Introduction

Rheumatoid arthritis (RA) is a common, chronic autoimmune disease characterized by irreversible joint damage and deformity that affects 0.5–1.0% of adults worldwide, including approximately 4.5–5.0 million patients in China1,2,3,4,5,6,7. In addition to synovial inflammation and hyperplasia and destruction of cartilage and bone, the presence of serum autoantibodies, rheumatoid factor (RF) and anti-cyclic citrullinated peptides (anti-CCP) is characteristics of RA8,9. The progressive joint disability in RA severely impact the quality of life and socioeconomic status of patients and their families, constituting a major public health issue.
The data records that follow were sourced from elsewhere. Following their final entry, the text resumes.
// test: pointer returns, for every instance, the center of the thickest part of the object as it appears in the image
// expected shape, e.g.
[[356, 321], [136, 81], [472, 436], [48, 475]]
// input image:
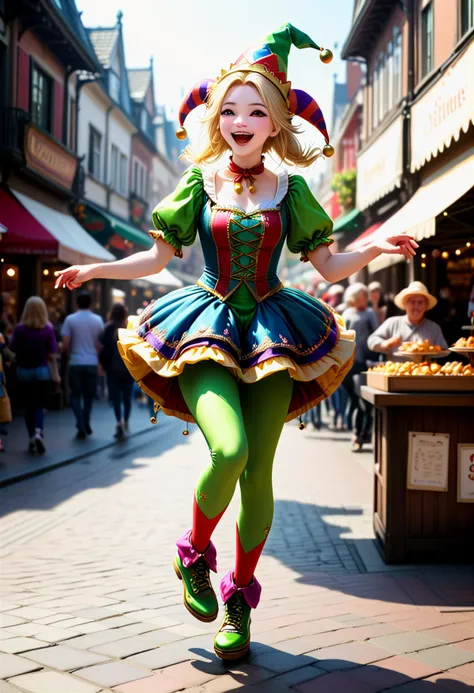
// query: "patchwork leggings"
[[242, 426]]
Although the mechanisms underlying the pathogenesis of RA have not yet been fully elucidated, many studies have demonstrated that RA is a multifactorial disorder caused by complex interactions of multiple susceptibility genes, environmental factors, and exposure to certain infections10,11,12. Over the past decades, substantial information has been generated on genetic factors contributing to the elusive etiology of RA, with a heritability of approximately 65%12. Genetic association analyses that include genome-wide association studies (GWASs) have reported reliable data related to genetic susceptibility of RA, and previous large-scale investigations have also identified that RA shares common genetic causative factors in different ethnic population13,14. To date, more than 100 susceptibility loci are associated with RA15. Although GWAS has provided a powerful approach for genetic studies of complex diseases16,17,18,19,20,21, the results account for only a small percentage of the estimated heritability, with few systematic biological interpretations22. Nonetheless, it is known that significant differences exist with regard to the contribution of common variations in susceptibility genes among different ethnic populations; therefore, follow-up studies are essential to confirm previous findings and extend them to different populations.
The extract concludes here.